Thanks to federal funding recently released by HHS, 271 health centers in 45 states are developing programs to respond to the opioid abuse and heroin epidemic. The funds will help health centers hire approximately 800 providers to treat nearly 124,000 new patients. It could not come at a more critical time: Seventy-eight Americans a day are dying from opioid overdose, according to the Centers for Disease Control and Prevention. Anti-opioid legislation passed by Congress and signed into law includes resources to boost monitoring for sources of abuse in states and removes barriers to providers so more patients can access medication-assisted treatment. These are important steps, but ending a public health crisis of this scale demands a new way of thinking.
Addiction is a chronic illness that requires a continuum of support services and lifelong management. As problem solvers, health centers understand that addressing such a crisis requires a multitude of interventions anchored in the community. People must have unfettered access to the care and services they need for a sustained recovery. Health centers stand ready to provide those services, but public investment is essential.
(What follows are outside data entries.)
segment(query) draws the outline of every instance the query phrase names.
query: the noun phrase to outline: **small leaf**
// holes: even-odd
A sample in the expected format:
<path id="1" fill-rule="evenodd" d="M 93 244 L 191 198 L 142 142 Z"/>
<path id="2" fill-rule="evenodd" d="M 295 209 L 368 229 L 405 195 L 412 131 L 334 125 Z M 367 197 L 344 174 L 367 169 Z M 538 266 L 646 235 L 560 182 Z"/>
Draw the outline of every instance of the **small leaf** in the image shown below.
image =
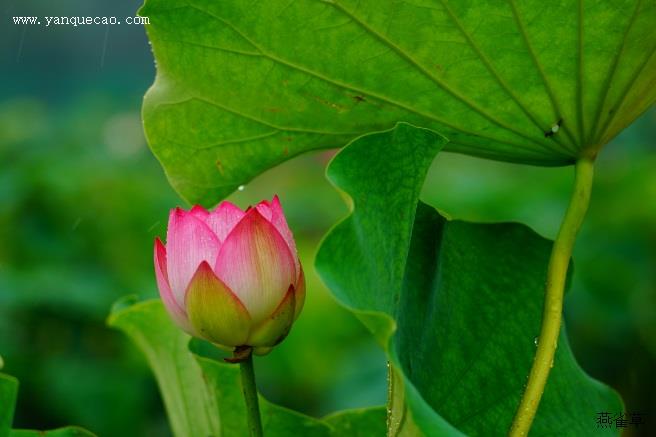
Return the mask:
<path id="1" fill-rule="evenodd" d="M 18 380 L 0 373 L 0 437 L 94 437 L 94 434 L 76 426 L 67 426 L 51 431 L 11 429 L 17 396 Z"/>
<path id="2" fill-rule="evenodd" d="M 656 0 L 147 0 L 146 136 L 215 204 L 308 150 L 406 121 L 447 150 L 566 165 L 656 100 Z"/>
<path id="3" fill-rule="evenodd" d="M 89 431 L 76 426 L 53 429 L 51 431 L 34 431 L 31 429 L 14 429 L 10 437 L 94 437 Z"/>
<path id="4" fill-rule="evenodd" d="M 505 435 L 535 353 L 551 244 L 519 224 L 448 221 L 420 202 L 443 144 L 400 124 L 344 148 L 328 177 L 353 212 L 316 267 L 389 356 L 391 434 Z M 531 435 L 616 435 L 595 428 L 604 411 L 621 412 L 620 398 L 581 370 L 561 332 Z"/>
<path id="5" fill-rule="evenodd" d="M 189 336 L 173 326 L 159 301 L 117 306 L 108 324 L 123 331 L 141 349 L 155 374 L 166 412 L 177 437 L 218 436 L 219 417 L 210 414 L 214 399 L 198 364 L 187 349 Z"/>
<path id="6" fill-rule="evenodd" d="M 121 307 L 110 316 L 109 324 L 125 332 L 146 355 L 176 436 L 231 437 L 246 432 L 239 366 L 220 361 L 221 353 L 208 342 L 190 342 L 190 337 L 173 325 L 161 301 Z M 362 435 L 377 435 L 385 426 L 378 409 L 345 411 L 340 413 L 342 419 L 323 421 L 262 397 L 260 407 L 267 437 L 341 437 L 345 427 Z"/>

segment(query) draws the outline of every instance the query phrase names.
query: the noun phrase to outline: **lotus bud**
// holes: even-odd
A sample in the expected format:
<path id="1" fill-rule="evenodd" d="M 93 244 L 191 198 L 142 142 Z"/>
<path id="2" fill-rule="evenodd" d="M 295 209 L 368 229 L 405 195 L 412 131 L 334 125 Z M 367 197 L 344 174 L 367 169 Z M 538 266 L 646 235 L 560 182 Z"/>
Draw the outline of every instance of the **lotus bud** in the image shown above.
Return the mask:
<path id="1" fill-rule="evenodd" d="M 166 246 L 155 240 L 155 275 L 171 318 L 222 348 L 268 353 L 305 300 L 303 269 L 280 200 L 242 211 L 173 209 Z"/>

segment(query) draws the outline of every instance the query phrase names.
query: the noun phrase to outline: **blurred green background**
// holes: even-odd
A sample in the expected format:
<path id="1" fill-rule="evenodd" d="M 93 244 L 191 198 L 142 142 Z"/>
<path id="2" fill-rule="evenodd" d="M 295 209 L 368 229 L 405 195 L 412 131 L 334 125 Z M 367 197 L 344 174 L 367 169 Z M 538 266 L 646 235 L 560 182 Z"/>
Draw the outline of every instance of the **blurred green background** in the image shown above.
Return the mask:
<path id="1" fill-rule="evenodd" d="M 0 2 L 0 355 L 3 372 L 21 381 L 16 427 L 169 433 L 143 358 L 104 324 L 117 298 L 157 295 L 153 239 L 182 204 L 141 130 L 141 97 L 154 77 L 143 29 L 11 23 L 16 15 L 132 16 L 139 4 Z M 655 139 L 652 110 L 602 153 L 566 307 L 581 365 L 619 390 L 627 411 L 643 413 L 651 429 Z M 312 268 L 321 236 L 346 213 L 323 177 L 332 153 L 297 158 L 231 197 L 246 206 L 278 193 L 299 242 L 306 308 L 256 365 L 267 397 L 311 415 L 382 404 L 386 395 L 382 352 Z M 571 168 L 442 154 L 423 197 L 454 218 L 519 221 L 553 238 L 572 176 Z"/>

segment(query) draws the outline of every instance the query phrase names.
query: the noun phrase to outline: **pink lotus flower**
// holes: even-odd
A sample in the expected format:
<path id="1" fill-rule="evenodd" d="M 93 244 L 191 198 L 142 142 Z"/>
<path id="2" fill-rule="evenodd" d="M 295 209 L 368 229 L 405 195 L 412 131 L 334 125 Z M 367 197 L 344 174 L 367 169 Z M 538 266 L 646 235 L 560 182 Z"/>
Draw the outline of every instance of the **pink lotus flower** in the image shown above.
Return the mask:
<path id="1" fill-rule="evenodd" d="M 278 197 L 242 211 L 171 210 L 166 247 L 155 240 L 155 274 L 166 309 L 189 334 L 227 348 L 267 353 L 305 300 L 296 245 Z"/>

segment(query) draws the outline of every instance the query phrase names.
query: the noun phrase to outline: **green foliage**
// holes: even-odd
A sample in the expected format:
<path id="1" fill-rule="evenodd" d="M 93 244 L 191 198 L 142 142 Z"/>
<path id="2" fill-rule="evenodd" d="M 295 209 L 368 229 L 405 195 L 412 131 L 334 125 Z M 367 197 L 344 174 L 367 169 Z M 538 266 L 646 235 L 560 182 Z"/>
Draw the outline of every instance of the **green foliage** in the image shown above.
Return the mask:
<path id="1" fill-rule="evenodd" d="M 219 361 L 209 343 L 173 325 L 159 300 L 121 301 L 108 321 L 126 333 L 146 355 L 162 392 L 176 436 L 241 435 L 246 427 L 239 368 Z M 190 350 L 191 349 L 191 350 Z M 384 433 L 379 408 L 346 411 L 327 421 L 313 419 L 260 400 L 267 436 L 339 436 L 344 429 Z"/>
<path id="2" fill-rule="evenodd" d="M 392 430 L 503 435 L 535 350 L 550 242 L 518 224 L 448 221 L 420 202 L 444 142 L 399 124 L 342 150 L 328 177 L 353 212 L 328 234 L 316 267 L 387 350 Z M 534 435 L 600 433 L 597 412 L 621 410 L 561 332 Z"/>
<path id="3" fill-rule="evenodd" d="M 0 364 L 2 364 L 0 360 Z M 2 366 L 0 366 L 1 368 Z M 68 426 L 52 431 L 33 431 L 27 429 L 11 429 L 11 423 L 18 396 L 18 380 L 0 373 L 0 437 L 94 437 L 92 433 L 82 428 Z"/>
<path id="4" fill-rule="evenodd" d="M 148 0 L 141 14 L 150 147 L 205 205 L 397 121 L 447 150 L 569 164 L 656 99 L 654 0 Z"/>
Health centers have a long tradition of bipartisan support in Congress. Democratic presidential nominee Hillary Clinton has pushed for an expansion of the Health Center Program, following in the footsteps of former President George W. Bush and President Barack Obama. Their initiatives over the course of the past 16 years have doubled the number of facilities, making it possible for them to serve nearly 25 million people, up from 10 million in 2000. Yet, even such strong bipartisan support for a program is no guarantee for continued funding to strengthen or even maintain their capacity and advance their mission. Without congressional action next year, a crucial funding stream for health centers could expire, bringing with it devastating cuts.
No single silver bullet will eradicate the nationwide problem of addiction. Nevertheless, investing in a proven model such as health centers is a step in the right direction. Health centers have been in the business of improving population health for more than 50 years with community-based solutions that work and save the U.S. healthcare system $24 billion a year.